Le plus proche était un voisin, Einar Å., social-démocrate. Nous pouvions nous parler en étant sur nos balcons. C´est en l´invitant chez nous, que ma femme et moi, nous lui avons fait goûter pour la première fois de sa vie une pizza "faite maison"; ainsi que les olives. Ni lui, ni sa femme n´en n´avaient jamais mangé. La pizza peut presque être considérée aujourd´ hui, par les jeunes générations, comme le nouveau plat national, alors qu´autrefois, il n´y a encore pas si longtemps, c´était des "boulettes de viande à la sauce brune..." Mais en 1974-1975, la pizza était en zone rurale de la Norvège de l´Ouest inconnue et largement exotique. Autres temps, autres moeurs.

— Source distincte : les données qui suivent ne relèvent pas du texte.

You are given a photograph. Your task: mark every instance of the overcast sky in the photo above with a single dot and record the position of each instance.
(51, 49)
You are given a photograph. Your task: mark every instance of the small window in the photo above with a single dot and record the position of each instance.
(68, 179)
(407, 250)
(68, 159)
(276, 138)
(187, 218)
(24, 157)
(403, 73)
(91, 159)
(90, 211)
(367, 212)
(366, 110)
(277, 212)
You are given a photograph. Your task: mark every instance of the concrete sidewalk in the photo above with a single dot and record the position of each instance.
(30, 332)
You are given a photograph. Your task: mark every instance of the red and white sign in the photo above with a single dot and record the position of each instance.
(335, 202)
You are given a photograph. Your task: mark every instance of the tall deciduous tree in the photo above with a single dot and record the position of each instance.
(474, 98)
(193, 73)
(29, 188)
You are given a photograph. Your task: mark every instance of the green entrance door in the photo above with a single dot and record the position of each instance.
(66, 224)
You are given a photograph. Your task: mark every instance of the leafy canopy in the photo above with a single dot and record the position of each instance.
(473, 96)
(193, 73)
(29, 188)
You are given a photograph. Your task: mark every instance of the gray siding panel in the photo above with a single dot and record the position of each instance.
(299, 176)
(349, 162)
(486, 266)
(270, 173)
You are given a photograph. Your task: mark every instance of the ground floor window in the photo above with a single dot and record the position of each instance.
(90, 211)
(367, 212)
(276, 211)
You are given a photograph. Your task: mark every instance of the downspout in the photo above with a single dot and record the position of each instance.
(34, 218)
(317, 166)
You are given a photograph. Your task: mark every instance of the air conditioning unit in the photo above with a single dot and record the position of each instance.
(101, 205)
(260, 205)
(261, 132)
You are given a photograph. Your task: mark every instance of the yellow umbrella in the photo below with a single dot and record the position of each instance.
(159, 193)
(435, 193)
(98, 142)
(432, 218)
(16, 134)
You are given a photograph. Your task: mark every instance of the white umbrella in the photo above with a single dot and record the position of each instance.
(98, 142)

L´autre collègue avec qui j´échangeais avec plaisirs des points de vue sur tout ou rien, était le membre  du parti Chrétien Populaire, protestant convaincu, et qui récitait un bénédicité discret en ouvrant tous les jours l´emballage en papier de ses tartines de 11 h 30 ( = matpakke ). Je suis profondément non-religieux. Les "choses" de la religion ne me concernent pas. De part mon éducation, mais aussi par conviction et réflexion, je suis définitivement agnostique. Je crois aussi être réellement tolérant, et respecter profondément les croyances d´autrui quand je percois chez lui une conviction réelle, sincère et sans failles. Ce que je crois être le cas de ce collègue Lars Gunnar L, qui était alors professeur de physique et de mathématiques, et qui deviendra conseiller municipal, maire, député, ministre et Président de la commission du Budget de l´Assemblée nationale novégienne ( = Stortinget ) de 1997 à 2001 dans le gouvernement minoritaire dirigé par Kjell Magne Bondevik, chrétien populaire convaincu à défaut d´être convaincant comme Premier ministre.

Dans la salle de professeurs, les interventions de Lars Gunnar étaient toujours mesurées tout en étant fermes, et ne manquaient pas de m´impressionner. Ses remarques lors des conseils de classes non plus, toujours pleines de bon sens et défendant tout aussi bien les élèves maltraités que pourfendant les erreurs de l´administration. Le proviseur, à la fois par maladresse ou naïveté répétées, avait laissé entendre à certains élèves qu´ils seraient tirés au sort à un oral de géographie. Les élèves s´étaient évidemment fort bien préparés, et un nombre considérable d´entre eux avait obtenu la note maximale, soit l´équivalent d´un 18 ( ou 20 ) sur 20 ( = seks, six ). Ce qui n´avait pas manqué d´étonner l´ensemble des collègues. Cela s´était produit deux ou trois années de suite. Le doute n´était plus permis : le proviseur avait dévoilé à ces élèves ce qui aurait dû rester un secret. C´est Lars Gunnar L. qui avait été désigné -- ou qui avait pris l´initiative -- d´avertir le proviseur. Le tact avec lequel il s´est chargé de sa mission était tout à son honneur.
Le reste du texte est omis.